2. Ingest the datasets using different methods:

    Examples:
    * Ingest with `chunk_size=200`:
      ```
      ragulate ingest -n chunk_size_200 -s open_ai_chunk_size_and_k.py -m ingest \
      --var-name chunk_size --var-value 200 --dataset BraintrustCodaHelpDesk --dataset BlockchainSolana
      ```
    * Ingest with `chunk_size=100`:
      ```
      ragulate ingest -n chunk_size_100 -s open_ai_chunk_size_and_k.py -m ingest \
      --var-name chunk_size --var-value 100 --dataset BraintrustCodaHelpDesk --dataset BlockchainSolana
      ```

    Alternatively, do your ingestion manually without Ragulate.

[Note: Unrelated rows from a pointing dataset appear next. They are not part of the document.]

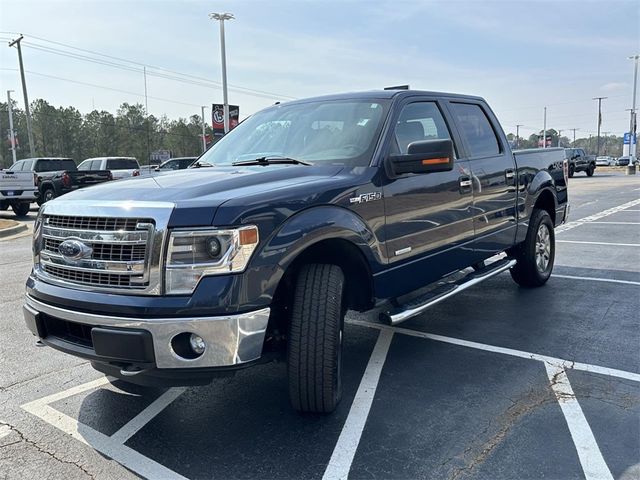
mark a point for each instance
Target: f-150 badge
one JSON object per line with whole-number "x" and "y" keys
{"x": 366, "y": 197}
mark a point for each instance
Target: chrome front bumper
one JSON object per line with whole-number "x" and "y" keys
{"x": 231, "y": 340}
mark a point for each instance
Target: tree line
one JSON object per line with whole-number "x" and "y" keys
{"x": 131, "y": 132}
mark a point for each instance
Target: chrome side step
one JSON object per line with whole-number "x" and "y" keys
{"x": 419, "y": 305}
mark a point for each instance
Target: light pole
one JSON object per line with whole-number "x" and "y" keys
{"x": 631, "y": 168}
{"x": 599, "y": 122}
{"x": 221, "y": 17}
{"x": 204, "y": 138}
{"x": 12, "y": 135}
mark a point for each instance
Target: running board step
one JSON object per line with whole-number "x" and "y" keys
{"x": 437, "y": 295}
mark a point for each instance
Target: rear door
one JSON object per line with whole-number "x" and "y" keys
{"x": 493, "y": 171}
{"x": 428, "y": 216}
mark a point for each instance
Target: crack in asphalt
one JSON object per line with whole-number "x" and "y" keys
{"x": 40, "y": 449}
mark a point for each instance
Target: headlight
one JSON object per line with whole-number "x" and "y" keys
{"x": 193, "y": 254}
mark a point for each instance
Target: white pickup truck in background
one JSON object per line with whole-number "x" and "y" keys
{"x": 17, "y": 190}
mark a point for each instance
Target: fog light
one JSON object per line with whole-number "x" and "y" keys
{"x": 197, "y": 344}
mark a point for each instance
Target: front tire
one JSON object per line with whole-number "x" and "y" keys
{"x": 314, "y": 354}
{"x": 536, "y": 254}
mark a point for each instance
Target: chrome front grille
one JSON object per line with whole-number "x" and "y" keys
{"x": 112, "y": 252}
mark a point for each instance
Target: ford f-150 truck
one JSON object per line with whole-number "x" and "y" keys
{"x": 303, "y": 211}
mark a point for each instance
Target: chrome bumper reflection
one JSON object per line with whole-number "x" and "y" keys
{"x": 230, "y": 339}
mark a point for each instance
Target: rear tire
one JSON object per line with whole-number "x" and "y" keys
{"x": 314, "y": 354}
{"x": 21, "y": 209}
{"x": 536, "y": 254}
{"x": 590, "y": 170}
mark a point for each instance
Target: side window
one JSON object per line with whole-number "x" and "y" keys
{"x": 476, "y": 129}
{"x": 419, "y": 121}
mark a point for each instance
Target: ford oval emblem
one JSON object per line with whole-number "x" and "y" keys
{"x": 74, "y": 250}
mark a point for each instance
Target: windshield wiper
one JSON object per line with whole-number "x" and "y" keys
{"x": 271, "y": 161}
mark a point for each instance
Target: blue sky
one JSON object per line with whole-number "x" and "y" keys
{"x": 519, "y": 55}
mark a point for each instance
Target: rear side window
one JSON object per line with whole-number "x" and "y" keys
{"x": 54, "y": 164}
{"x": 121, "y": 164}
{"x": 476, "y": 128}
{"x": 419, "y": 121}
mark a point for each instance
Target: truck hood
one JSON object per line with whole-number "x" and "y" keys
{"x": 198, "y": 192}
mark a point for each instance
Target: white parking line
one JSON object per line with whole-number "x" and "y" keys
{"x": 596, "y": 216}
{"x": 595, "y": 279}
{"x": 559, "y": 362}
{"x": 600, "y": 243}
{"x": 106, "y": 445}
{"x": 593, "y": 464}
{"x": 4, "y": 431}
{"x": 347, "y": 444}
{"x": 144, "y": 417}
{"x": 617, "y": 223}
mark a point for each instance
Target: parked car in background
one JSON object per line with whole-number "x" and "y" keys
{"x": 120, "y": 167}
{"x": 178, "y": 163}
{"x": 57, "y": 176}
{"x": 17, "y": 189}
{"x": 579, "y": 161}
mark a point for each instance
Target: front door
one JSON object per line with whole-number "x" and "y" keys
{"x": 429, "y": 224}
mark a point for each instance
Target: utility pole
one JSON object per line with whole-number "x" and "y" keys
{"x": 12, "y": 135}
{"x": 204, "y": 138}
{"x": 599, "y": 122}
{"x": 544, "y": 130}
{"x": 518, "y": 134}
{"x": 26, "y": 97}
{"x": 221, "y": 17}
{"x": 633, "y": 148}
{"x": 574, "y": 135}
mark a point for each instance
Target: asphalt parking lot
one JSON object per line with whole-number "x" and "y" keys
{"x": 498, "y": 382}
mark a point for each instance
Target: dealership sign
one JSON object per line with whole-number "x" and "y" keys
{"x": 217, "y": 120}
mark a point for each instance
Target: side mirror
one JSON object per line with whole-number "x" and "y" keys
{"x": 424, "y": 156}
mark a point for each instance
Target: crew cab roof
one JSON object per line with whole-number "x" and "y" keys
{"x": 383, "y": 94}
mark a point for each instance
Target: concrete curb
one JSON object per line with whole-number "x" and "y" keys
{"x": 7, "y": 232}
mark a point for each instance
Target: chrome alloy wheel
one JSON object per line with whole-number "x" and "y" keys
{"x": 543, "y": 248}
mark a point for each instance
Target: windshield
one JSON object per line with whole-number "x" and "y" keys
{"x": 328, "y": 132}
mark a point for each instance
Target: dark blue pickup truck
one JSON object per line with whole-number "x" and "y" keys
{"x": 303, "y": 211}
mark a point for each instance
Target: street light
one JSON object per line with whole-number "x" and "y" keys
{"x": 221, "y": 17}
{"x": 631, "y": 168}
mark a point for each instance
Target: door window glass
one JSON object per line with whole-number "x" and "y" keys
{"x": 419, "y": 121}
{"x": 476, "y": 129}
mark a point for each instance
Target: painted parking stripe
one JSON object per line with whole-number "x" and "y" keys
{"x": 4, "y": 431}
{"x": 595, "y": 279}
{"x": 600, "y": 243}
{"x": 122, "y": 454}
{"x": 617, "y": 223}
{"x": 345, "y": 449}
{"x": 596, "y": 216}
{"x": 144, "y": 417}
{"x": 611, "y": 372}
{"x": 593, "y": 464}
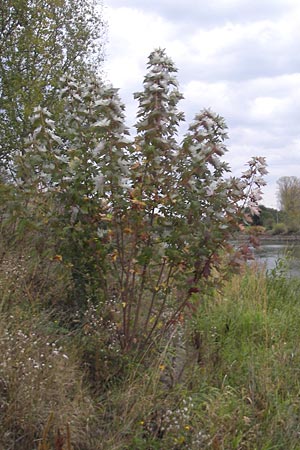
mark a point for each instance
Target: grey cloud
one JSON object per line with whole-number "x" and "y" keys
{"x": 207, "y": 13}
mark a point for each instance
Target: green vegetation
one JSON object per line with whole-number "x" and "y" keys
{"x": 122, "y": 323}
{"x": 41, "y": 40}
{"x": 239, "y": 388}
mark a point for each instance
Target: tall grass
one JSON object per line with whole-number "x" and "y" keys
{"x": 239, "y": 387}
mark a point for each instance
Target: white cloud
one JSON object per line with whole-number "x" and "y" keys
{"x": 238, "y": 57}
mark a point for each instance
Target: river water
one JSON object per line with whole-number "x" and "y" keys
{"x": 271, "y": 251}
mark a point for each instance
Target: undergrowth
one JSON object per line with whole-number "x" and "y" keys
{"x": 228, "y": 378}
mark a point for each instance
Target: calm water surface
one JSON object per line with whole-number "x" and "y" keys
{"x": 270, "y": 251}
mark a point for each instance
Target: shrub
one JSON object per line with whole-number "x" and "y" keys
{"x": 141, "y": 223}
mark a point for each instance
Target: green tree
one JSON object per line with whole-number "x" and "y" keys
{"x": 289, "y": 199}
{"x": 39, "y": 42}
{"x": 144, "y": 224}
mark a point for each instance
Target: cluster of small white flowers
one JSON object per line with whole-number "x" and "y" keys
{"x": 26, "y": 354}
{"x": 178, "y": 419}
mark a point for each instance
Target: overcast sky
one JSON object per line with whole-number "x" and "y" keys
{"x": 240, "y": 58}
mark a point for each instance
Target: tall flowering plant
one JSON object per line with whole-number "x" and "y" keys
{"x": 145, "y": 222}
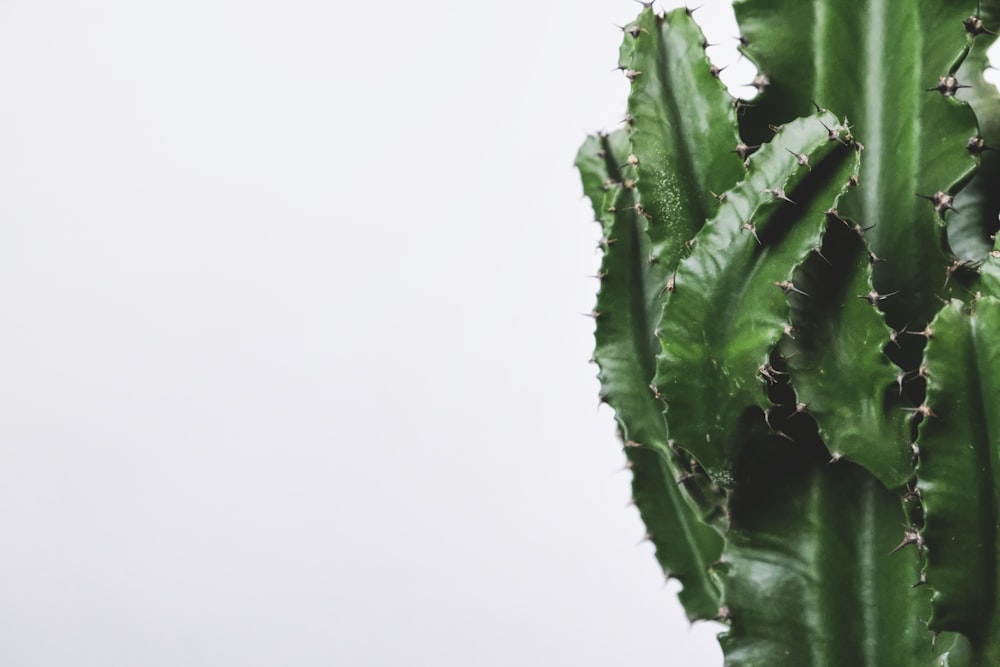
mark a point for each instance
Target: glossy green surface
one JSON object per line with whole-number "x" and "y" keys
{"x": 629, "y": 297}
{"x": 959, "y": 472}
{"x": 820, "y": 324}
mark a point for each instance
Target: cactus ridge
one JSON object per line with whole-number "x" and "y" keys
{"x": 959, "y": 476}
{"x": 797, "y": 331}
{"x": 677, "y": 522}
{"x": 724, "y": 335}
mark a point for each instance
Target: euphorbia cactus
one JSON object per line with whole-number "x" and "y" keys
{"x": 798, "y": 326}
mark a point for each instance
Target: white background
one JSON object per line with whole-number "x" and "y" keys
{"x": 292, "y": 367}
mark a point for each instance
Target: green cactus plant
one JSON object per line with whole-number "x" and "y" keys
{"x": 798, "y": 326}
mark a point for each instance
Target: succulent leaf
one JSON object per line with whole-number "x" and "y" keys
{"x": 628, "y": 297}
{"x": 684, "y": 132}
{"x": 730, "y": 307}
{"x": 841, "y": 56}
{"x": 959, "y": 473}
{"x": 810, "y": 578}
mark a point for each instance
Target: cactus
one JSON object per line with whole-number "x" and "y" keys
{"x": 798, "y": 326}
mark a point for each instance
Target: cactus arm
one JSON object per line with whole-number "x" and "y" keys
{"x": 729, "y": 309}
{"x": 809, "y": 579}
{"x": 979, "y": 202}
{"x": 959, "y": 474}
{"x": 840, "y": 55}
{"x": 683, "y": 129}
{"x": 624, "y": 353}
{"x": 837, "y": 368}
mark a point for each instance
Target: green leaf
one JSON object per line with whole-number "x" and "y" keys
{"x": 874, "y": 61}
{"x": 959, "y": 474}
{"x": 730, "y": 307}
{"x": 685, "y": 546}
{"x": 809, "y": 577}
{"x": 684, "y": 132}
{"x": 838, "y": 371}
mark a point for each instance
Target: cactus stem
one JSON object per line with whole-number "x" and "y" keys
{"x": 633, "y": 30}
{"x": 778, "y": 193}
{"x": 974, "y": 26}
{"x": 860, "y": 231}
{"x": 744, "y": 151}
{"x": 942, "y": 202}
{"x": 753, "y": 230}
{"x": 874, "y": 297}
{"x": 768, "y": 372}
{"x": 910, "y": 536}
{"x": 761, "y": 81}
{"x": 977, "y": 144}
{"x": 833, "y": 134}
{"x": 948, "y": 85}
{"x": 835, "y": 214}
{"x": 921, "y": 411}
{"x": 786, "y": 287}
{"x": 819, "y": 251}
{"x": 927, "y": 333}
{"x": 801, "y": 158}
{"x": 669, "y": 287}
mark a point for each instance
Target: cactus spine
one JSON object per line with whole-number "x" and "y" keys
{"x": 799, "y": 333}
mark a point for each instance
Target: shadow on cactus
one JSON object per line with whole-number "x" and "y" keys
{"x": 798, "y": 326}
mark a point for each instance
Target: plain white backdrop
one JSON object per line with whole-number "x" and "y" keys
{"x": 292, "y": 367}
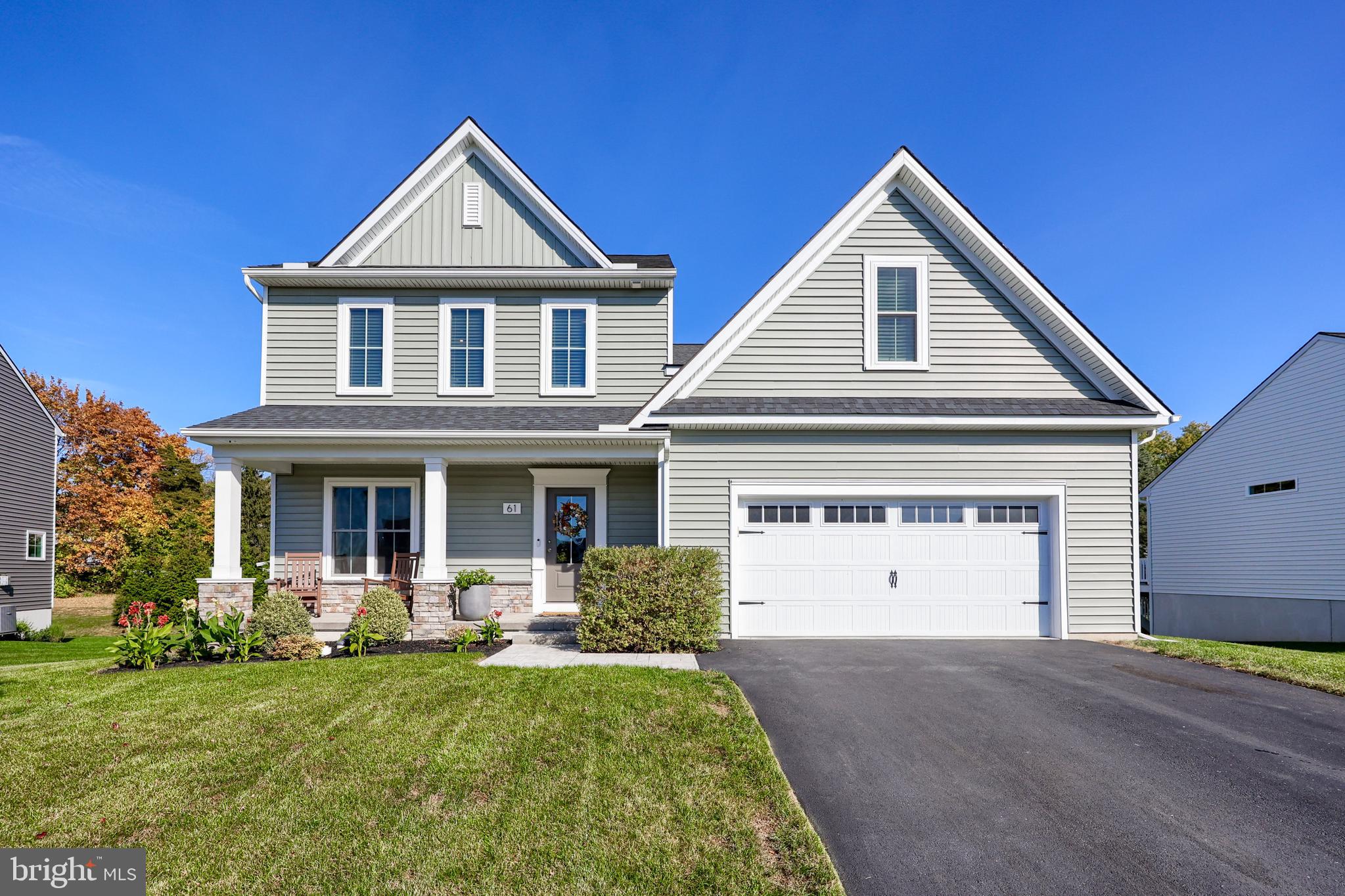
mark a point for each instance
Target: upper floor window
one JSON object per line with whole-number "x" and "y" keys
{"x": 569, "y": 347}
{"x": 466, "y": 346}
{"x": 896, "y": 313}
{"x": 365, "y": 347}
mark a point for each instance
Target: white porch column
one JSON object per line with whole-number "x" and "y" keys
{"x": 435, "y": 552}
{"x": 229, "y": 518}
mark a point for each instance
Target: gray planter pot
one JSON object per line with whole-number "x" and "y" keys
{"x": 474, "y": 603}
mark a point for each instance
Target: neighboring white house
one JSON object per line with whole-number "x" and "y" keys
{"x": 903, "y": 432}
{"x": 1246, "y": 533}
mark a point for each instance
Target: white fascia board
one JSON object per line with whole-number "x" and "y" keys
{"x": 470, "y": 132}
{"x": 826, "y": 241}
{"x": 1204, "y": 440}
{"x": 904, "y": 422}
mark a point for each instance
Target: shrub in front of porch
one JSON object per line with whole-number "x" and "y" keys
{"x": 647, "y": 600}
{"x": 280, "y": 614}
{"x": 388, "y": 614}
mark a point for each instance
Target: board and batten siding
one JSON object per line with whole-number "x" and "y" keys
{"x": 1207, "y": 536}
{"x": 1095, "y": 467}
{"x": 302, "y": 350}
{"x": 479, "y": 533}
{"x": 980, "y": 345}
{"x": 27, "y": 498}
{"x": 510, "y": 235}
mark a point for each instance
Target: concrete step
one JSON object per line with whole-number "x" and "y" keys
{"x": 542, "y": 637}
{"x": 528, "y": 622}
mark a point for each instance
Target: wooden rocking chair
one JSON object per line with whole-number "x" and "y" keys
{"x": 303, "y": 577}
{"x": 399, "y": 577}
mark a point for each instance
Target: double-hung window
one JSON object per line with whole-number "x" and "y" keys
{"x": 365, "y": 347}
{"x": 569, "y": 347}
{"x": 896, "y": 313}
{"x": 365, "y": 522}
{"x": 466, "y": 346}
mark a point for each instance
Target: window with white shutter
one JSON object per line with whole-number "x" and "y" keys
{"x": 472, "y": 205}
{"x": 896, "y": 313}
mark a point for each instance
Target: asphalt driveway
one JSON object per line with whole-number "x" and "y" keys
{"x": 1051, "y": 767}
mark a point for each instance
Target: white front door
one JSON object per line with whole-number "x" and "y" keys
{"x": 891, "y": 567}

3. Run query and evaluations on the datasets using methods:

    Examples:
    * Query with `chunk_size=200` and `k=2`
      ```
      ragulate query -n chunk_size_200_k_2 -s open_ai_chunk_size_and_k.py -m query_pipeline \
      --var-name chunk_size --var-value 200  --var-name k --var-value 2 --dataset BraintrustCodaHelpDesk --dataset BlockchainSolana
      ```

    * Query with `chunk_size=100` and `k=2`
      ```
      ragulate query -n chunk_size_100_k_2 -s open_ai_chunk_size_and_k.py -m query_pipeline \
      --var-name chunk_size --var-value 100  --var-name k --var-value 2 --dataset BraintrustCodaHelpDesk --dataset BlockchainSolana
      ```

    * Query with `chunk_size=200` and `k=5`
      ```
      ragulate query -n chunk_size_200_k_5 -s open_ai_chunk_size_and_k.py -m query_pipeline \
      --var-name chunk_size --var-value 200  --var-name k --var-value 5 --dataset BraintrustCodaHelpDesk --dataset BlockchainSolana
      ```

    * Query with `chunk_size=100` and `k=5`
      ```
      ragulate query -n chunk_size_100_k_5 -s open_ai_chunk_size_and_k.py -m query_pipeline \
      --var-name chunk_size --var-value 100  --var-name k --var-value 5 --dataset BraintrustCodaHelpDesk --dataset BlockchainSolana
      ```

4. Use the UI to explore your experiments `ragulate-ui`

  * Select your dataset
  * Choose which recipes to compare
  * Optionally filter the datasets with 'Filter'
  * View charts with 'Chart'
  * Compare responses side-by-side with 'Compare'


## Current Limitations

* Only LangChain query pipelines are supported
* There is no way to specify which metrics to evaluate.

## Development

Note that this project uses [uv](https://docs.astral.sh/uv/) for package management. Install it with `make install-uv`.


## Deprecated

### Running via Config File

1. Create a yaml config file with a similar format to the example config: [example_config.yaml](examples/config.yaml).  This defines the same test as shown manually below.

1. Execute it with a single command:

    ```
    ragulate run example_config.yaml
    ```

    This will:
    * Download the test datasets
    * Run the ingest pipelines
    * Run the query pipelines
    * Output an analysis of the results.

### Performing comparisons via the CLI:

Example:
  ```
  ragulate compare -r chunk_size_100_k_2 -r chunk_size_200_k_2 -r chunk_size_100_k_5 -r chunk_size_200_k_5
  ```

This will output 2 png files. one for each dataset.